Why is it so hard for some people to say "no" or "I can't." I'm one of those people who grew up in a family with absolutely no boundaries. And unfortunately was never taught anything about them until my late 20's. Fast forward years and years of life's circumstances, therapy, and co-dependency course completion; I'm finally at a place where I now understand and can see how vital it is to set up boundaries, not only for my mental well-being, my relationships with others, but life as a whole. And after years, it doesn't get easier for me. Learning to say "no" each time gets easier, but it's in the actual process of "setting up" or "drawing/keeping the line" that is still so very hard for me.
In the process of setting with someone, I often feel guilty, mean, aggressive, angry and in the moment while realizing this... comes the apologizing, minimizing, and softening my voice. Then eventually, sometimes, I allow that boundary to fade or I move the line just a bit further.

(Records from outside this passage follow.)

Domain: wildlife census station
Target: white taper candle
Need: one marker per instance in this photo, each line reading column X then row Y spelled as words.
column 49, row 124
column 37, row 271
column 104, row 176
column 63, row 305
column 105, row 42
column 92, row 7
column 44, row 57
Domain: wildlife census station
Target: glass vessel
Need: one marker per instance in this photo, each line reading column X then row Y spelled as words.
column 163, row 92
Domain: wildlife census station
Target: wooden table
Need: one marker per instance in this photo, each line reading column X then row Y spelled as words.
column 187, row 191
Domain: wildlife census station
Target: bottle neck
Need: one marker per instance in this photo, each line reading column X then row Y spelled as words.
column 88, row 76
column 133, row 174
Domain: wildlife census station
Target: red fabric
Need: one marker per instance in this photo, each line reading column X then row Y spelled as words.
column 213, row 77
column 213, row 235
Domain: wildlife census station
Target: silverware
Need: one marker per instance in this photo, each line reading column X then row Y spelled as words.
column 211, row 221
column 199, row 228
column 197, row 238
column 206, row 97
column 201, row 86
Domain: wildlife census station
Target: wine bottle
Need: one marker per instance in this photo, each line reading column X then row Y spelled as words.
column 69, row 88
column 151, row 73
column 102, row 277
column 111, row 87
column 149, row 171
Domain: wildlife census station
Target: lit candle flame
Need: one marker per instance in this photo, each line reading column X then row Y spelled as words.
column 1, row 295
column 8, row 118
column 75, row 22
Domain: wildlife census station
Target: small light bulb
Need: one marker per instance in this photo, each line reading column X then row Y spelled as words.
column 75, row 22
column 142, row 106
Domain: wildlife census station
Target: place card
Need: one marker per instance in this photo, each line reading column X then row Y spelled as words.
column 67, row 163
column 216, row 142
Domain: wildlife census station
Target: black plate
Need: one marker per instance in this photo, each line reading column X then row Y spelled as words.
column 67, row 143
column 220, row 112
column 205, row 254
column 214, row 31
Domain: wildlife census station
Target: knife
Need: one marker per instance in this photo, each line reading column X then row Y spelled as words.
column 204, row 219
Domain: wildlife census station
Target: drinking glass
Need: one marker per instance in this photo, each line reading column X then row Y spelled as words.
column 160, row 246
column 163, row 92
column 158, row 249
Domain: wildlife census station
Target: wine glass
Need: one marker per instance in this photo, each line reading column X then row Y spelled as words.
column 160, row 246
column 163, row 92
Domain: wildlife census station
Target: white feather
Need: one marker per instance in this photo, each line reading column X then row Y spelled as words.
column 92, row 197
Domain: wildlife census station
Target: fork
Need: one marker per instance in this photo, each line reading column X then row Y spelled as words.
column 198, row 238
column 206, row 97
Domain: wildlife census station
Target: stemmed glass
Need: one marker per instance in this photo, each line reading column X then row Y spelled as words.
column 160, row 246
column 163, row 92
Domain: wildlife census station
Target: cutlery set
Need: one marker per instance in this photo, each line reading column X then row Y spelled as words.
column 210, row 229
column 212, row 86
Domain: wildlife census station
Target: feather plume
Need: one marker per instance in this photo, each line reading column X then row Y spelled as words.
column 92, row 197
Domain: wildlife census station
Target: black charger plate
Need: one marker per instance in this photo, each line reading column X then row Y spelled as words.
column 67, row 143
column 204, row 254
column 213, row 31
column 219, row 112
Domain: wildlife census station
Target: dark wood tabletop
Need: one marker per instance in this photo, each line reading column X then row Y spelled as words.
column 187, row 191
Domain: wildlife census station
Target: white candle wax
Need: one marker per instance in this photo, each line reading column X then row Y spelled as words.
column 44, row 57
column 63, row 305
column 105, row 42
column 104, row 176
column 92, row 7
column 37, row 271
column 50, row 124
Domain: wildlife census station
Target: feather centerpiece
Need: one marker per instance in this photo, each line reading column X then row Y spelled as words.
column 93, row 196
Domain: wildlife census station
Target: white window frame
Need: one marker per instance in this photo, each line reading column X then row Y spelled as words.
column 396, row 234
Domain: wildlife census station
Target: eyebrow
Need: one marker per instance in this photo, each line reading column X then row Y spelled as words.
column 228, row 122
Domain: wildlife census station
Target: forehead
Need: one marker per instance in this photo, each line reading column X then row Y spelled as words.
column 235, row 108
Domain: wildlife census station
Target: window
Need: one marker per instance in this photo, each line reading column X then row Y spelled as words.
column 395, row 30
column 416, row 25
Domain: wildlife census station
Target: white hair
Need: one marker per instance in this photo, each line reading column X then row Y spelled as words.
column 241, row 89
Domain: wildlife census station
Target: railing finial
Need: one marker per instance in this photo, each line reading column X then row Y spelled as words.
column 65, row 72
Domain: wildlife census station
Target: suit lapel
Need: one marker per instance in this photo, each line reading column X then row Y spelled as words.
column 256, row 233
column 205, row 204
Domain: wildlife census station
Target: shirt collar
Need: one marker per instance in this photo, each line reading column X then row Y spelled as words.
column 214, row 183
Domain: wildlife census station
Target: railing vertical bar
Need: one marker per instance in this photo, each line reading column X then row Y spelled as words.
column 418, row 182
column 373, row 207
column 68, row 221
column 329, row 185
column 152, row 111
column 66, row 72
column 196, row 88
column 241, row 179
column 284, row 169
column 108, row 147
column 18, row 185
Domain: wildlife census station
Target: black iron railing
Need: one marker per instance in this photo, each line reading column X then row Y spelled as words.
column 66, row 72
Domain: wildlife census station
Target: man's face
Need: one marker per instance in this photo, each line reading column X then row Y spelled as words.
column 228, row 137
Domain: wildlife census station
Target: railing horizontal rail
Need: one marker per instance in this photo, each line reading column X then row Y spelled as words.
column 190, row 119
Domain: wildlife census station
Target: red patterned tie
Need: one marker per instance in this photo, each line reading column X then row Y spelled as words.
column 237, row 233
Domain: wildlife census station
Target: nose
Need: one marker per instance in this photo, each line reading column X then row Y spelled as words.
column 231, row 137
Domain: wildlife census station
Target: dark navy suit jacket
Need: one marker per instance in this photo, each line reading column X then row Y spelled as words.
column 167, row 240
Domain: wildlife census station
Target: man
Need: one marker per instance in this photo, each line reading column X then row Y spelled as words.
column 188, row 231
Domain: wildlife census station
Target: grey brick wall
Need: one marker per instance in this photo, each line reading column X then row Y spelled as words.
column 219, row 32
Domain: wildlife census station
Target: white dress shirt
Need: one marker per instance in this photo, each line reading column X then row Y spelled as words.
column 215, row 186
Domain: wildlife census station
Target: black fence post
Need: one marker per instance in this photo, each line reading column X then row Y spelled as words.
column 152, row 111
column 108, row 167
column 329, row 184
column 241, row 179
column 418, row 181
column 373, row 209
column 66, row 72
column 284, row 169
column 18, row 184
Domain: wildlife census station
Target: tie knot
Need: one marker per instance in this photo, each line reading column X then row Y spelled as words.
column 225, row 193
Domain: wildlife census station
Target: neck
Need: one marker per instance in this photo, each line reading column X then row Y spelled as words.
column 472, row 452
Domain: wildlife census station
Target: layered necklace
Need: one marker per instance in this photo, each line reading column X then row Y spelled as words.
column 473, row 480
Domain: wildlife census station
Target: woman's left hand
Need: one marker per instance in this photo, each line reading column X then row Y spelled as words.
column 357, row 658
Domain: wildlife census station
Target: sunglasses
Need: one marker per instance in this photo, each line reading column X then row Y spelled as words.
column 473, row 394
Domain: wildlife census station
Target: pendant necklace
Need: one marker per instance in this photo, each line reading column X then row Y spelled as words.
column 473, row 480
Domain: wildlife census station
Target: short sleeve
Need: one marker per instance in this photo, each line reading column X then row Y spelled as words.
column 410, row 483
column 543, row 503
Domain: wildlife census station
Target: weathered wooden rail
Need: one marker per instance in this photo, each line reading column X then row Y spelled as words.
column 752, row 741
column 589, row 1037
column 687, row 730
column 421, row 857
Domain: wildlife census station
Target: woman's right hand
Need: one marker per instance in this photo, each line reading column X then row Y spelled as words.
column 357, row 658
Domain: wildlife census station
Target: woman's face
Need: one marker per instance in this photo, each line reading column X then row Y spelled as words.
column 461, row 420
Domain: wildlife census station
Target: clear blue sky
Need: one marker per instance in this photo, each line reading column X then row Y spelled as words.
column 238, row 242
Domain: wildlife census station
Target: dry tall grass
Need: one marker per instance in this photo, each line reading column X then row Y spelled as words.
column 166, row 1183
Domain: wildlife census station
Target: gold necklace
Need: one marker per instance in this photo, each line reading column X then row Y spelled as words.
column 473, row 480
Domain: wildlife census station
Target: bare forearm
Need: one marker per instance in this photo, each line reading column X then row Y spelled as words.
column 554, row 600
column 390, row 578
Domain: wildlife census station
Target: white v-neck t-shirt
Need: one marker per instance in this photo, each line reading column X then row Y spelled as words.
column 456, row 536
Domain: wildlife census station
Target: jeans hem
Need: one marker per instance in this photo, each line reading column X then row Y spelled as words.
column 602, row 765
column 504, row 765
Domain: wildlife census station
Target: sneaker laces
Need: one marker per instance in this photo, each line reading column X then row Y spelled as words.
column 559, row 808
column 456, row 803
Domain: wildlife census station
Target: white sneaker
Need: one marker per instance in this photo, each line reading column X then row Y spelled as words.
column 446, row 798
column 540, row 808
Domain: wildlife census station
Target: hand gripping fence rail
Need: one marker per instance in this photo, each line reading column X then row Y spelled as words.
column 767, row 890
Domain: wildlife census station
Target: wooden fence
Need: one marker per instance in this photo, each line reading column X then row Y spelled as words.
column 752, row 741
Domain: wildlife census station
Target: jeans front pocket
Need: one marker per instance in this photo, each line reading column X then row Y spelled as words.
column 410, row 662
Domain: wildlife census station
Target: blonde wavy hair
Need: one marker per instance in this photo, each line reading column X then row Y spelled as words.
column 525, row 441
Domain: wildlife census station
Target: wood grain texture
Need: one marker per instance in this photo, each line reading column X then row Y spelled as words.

My Mom called me this morning to borrow money for a down payment on a car. I would have no problem usually in lending it, but this time I see setting a boundary is really for her safety and others. She is no longer able to safely drive on the road in her elderly condition. I side stepped in responding with an immediate answer by asking her about a plan to pay me back. After some discussion, in attempting to explain that her plan didn't make any sense (because it involved borrowing money from a multitude of people), I sensed her becoming angry. I immediately notice the toxic pattern stirring within me (also becoming angry, frustrated, and wanting to "give in"), but I continue try to set the boundary (I need a logical plan in how she would pay me back). The moment I don't give in to her request, the manipulation begins. The moment I request she have a more effective plan so that I can make a better decision, she becomes angry and hostile, and attempts to "write me off." She snapped, "You know what! Never mind, I don't want any money from you, just forget it." This time as opposed to how I used to react; I respond, "Mom, don't get angry. You seem insulted. I'm not trying to insult you. You need a more thought-out plan. I need to know what that plan is, so I can better understand the situation." She now wants to get off of the phone with me. I end the call with "I love you."
Our brains are so wired to return to who we once were, with the people we grew up with. Some of us return to our old habits, our old ways of thinking forgetting that we have a choice to be better, to think different, to say "no," "I can't," or even "I'm not willing to."
In all of this, I'm proud of myself, but really dislike what I sensed in my aggressive tone towards my Mom; reminding me of a stern parent trying to teach their manipulative teenager.
A little later, I ended up calling her back at the recommendation of my awesome hubby. I apologized for sounding so harsh, and expressed my heart. I let her know that I'm on her side, and around to support her; not to make her feel stressed, or judged. I feel better and so does she.
Still, looking back on it, I could have simply stated that I couldn't lend her the money for her own safety. Instead, I chose to "re-direct" her hoping she'd see the logic (or lack thereof) in her plan, fully knowing I wasn't going to lend her any money. I guess sometimes... baby steps.